May 25, 2022 May. 25, 2022

Audiences were transfixed in 2019 by the series Russian Doll, created by series star Natasha Lyonne, Amy Poehler and Leslye Headland (Single Drunk Female). In the first season, Lyonne as Nadia — a cynical New Yorker — finds herself in a time loop in which she repeatedly dies and then returns to a party being thrown in her honor. The show, which cleverly expands on this premise in surprising and amusing ways, was very well-received.

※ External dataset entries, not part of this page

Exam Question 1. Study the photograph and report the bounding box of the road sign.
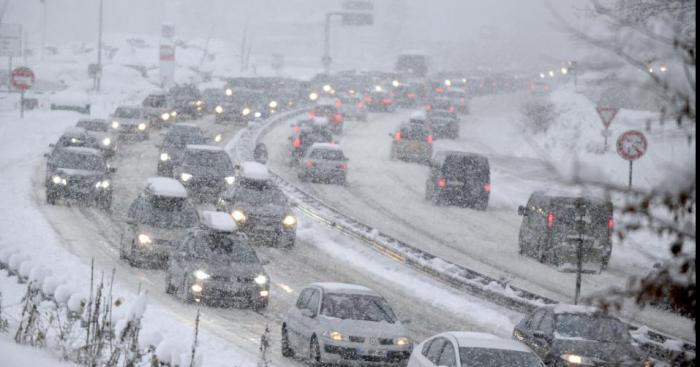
[595,106,620,129]
[11,66,34,91]
[617,130,647,161]
[0,24,22,57]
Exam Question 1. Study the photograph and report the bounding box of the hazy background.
[3,0,584,72]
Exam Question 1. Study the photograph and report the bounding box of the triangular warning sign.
[595,107,619,129]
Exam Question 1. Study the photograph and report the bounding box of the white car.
[282,283,413,366]
[408,331,544,367]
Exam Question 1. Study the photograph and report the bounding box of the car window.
[427,338,447,364]
[438,342,457,367]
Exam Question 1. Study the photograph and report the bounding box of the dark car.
[157,123,208,177]
[425,151,491,210]
[75,119,117,157]
[518,192,613,272]
[44,147,115,210]
[173,145,235,201]
[165,211,270,309]
[513,304,651,367]
[216,162,297,248]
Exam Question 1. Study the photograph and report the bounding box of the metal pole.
[95,0,103,92]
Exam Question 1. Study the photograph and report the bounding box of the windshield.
[53,151,107,172]
[321,293,396,324]
[185,150,233,174]
[556,314,630,342]
[459,348,543,367]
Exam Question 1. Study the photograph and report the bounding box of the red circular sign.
[12,66,34,90]
[617,130,647,161]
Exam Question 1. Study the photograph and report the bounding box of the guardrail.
[227,109,695,363]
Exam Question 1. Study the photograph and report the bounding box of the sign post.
[617,130,648,190]
[11,66,34,118]
[595,106,619,152]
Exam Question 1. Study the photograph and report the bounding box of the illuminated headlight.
[95,180,111,189]
[231,210,246,222]
[194,270,211,280]
[138,233,153,245]
[254,274,267,285]
[282,215,297,227]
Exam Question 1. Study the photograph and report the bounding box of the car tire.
[280,325,294,358]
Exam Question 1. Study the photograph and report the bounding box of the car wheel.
[280,325,294,358]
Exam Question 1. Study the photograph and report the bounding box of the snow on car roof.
[146,177,187,198]
[452,331,530,352]
[187,144,224,152]
[201,210,237,232]
[241,162,270,180]
[311,283,377,295]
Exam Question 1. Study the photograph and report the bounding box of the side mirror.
[518,205,527,217]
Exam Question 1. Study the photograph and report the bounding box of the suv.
[425,151,491,210]
[281,283,413,366]
[165,211,270,310]
[75,119,117,157]
[119,177,198,266]
[216,162,297,248]
[157,123,207,177]
[173,145,235,201]
[44,147,116,210]
[298,143,348,185]
[389,122,433,162]
[518,192,613,272]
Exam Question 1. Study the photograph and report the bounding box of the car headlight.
[138,233,153,245]
[231,210,246,223]
[194,270,211,280]
[95,180,111,189]
[254,274,267,285]
[282,215,297,227]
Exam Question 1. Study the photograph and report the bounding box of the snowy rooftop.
[241,162,270,180]
[201,210,238,232]
[146,177,187,198]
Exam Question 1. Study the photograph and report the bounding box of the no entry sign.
[11,66,34,91]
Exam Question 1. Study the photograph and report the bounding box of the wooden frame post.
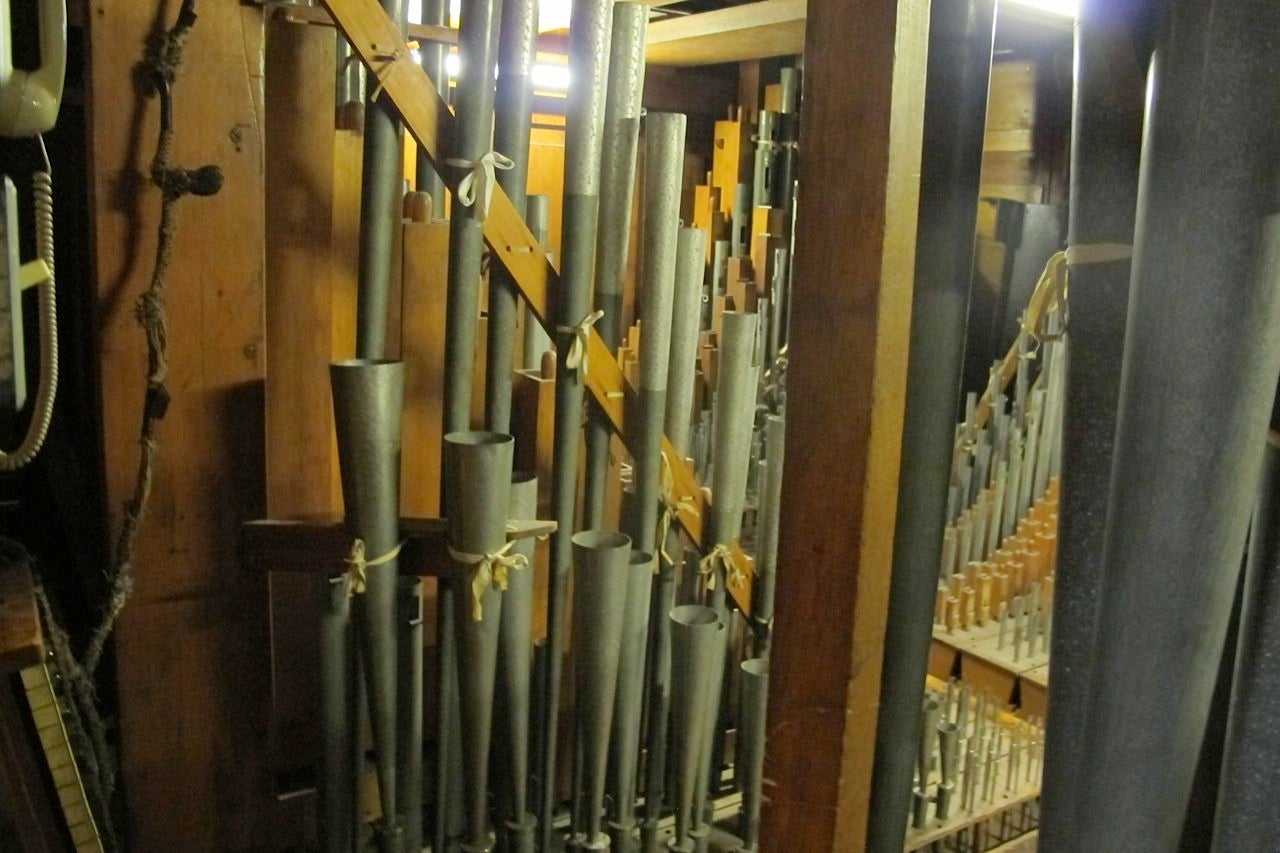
[760,0,928,853]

The new season takes Nadia on even more adventures as she finds herself first in present day New York and subsequently propelled back in time to the 1980s, 1960s and the 1940s. “Each of the four different time periods is very distinctive looking,” says Company 3 Senior Colorist Greg Fisher, who colored the entire new season.

 

 

Cinematographer Urszula Pontikos (Film Stars Don’t Die in Liverpool) took over cinematography duties this season from Chris Teague (Only Murders in the Building), who shot Season 1 of Russian Doll     . Prior to the actual shooting this season, Fisher worked with Pontikos on show LUTs for each of the looks: contemporary, ’80s, ’60s and ’40s. “I generally prefer to make fewer show LUTs,” says Fisher, noting that it’s generally also the preference of cinematographers in order to streamline the number of variables on set. “But in this case, the looks are so different from one another that we decided it was important that everyone on set have some way to preview an approximation of the final look.”

 

 

Each of the LUTs was based on a film-style curve and Fisher enhanced that aspect of the look in the final grade with varying degrees of digitally generated grain. The present-day look, Fisher elaborates, “is pretty clean and straightforward. The ’80s look is grittier and a bit more contrasty. The ’60s is a bit grainier, softer and not quite as contrasty as the ’80s look.”

For the most pronounced look of all — the 1940s — Fisher enlisted the help of Company 3’s VP of Image Science, John Quartel, to help finetune the LUT, which is designed to reference the early 20th Century two-strip color process.

While the amount of time the show spends in the ’40s is limited, it was definitely the most challenging from a color grading perspective. Aside from the complexity of the LUT itself because it was so pronounced, it also meant that the shot-to-shot color grading underneath would be greatly affected by even the most subtle changes.

 

 

“There’s almost no green in these images at all,” Fisher explains. “It’s very much a mixture of magenta, red and cyan. The imagery was hypersensitive to the tiniest changes. Shots that might be close to matching without the LUT could go haywire. Skin tones could very quickly shift so maintaining continuity within the scene involved quite a lot of very fine adjustments.”

“Ultimately,” he says, “I think it all came together nicely. It’s definitely a fun and interesting show to work on.”

Russian Doll Season 2 is now streaming on Netflix.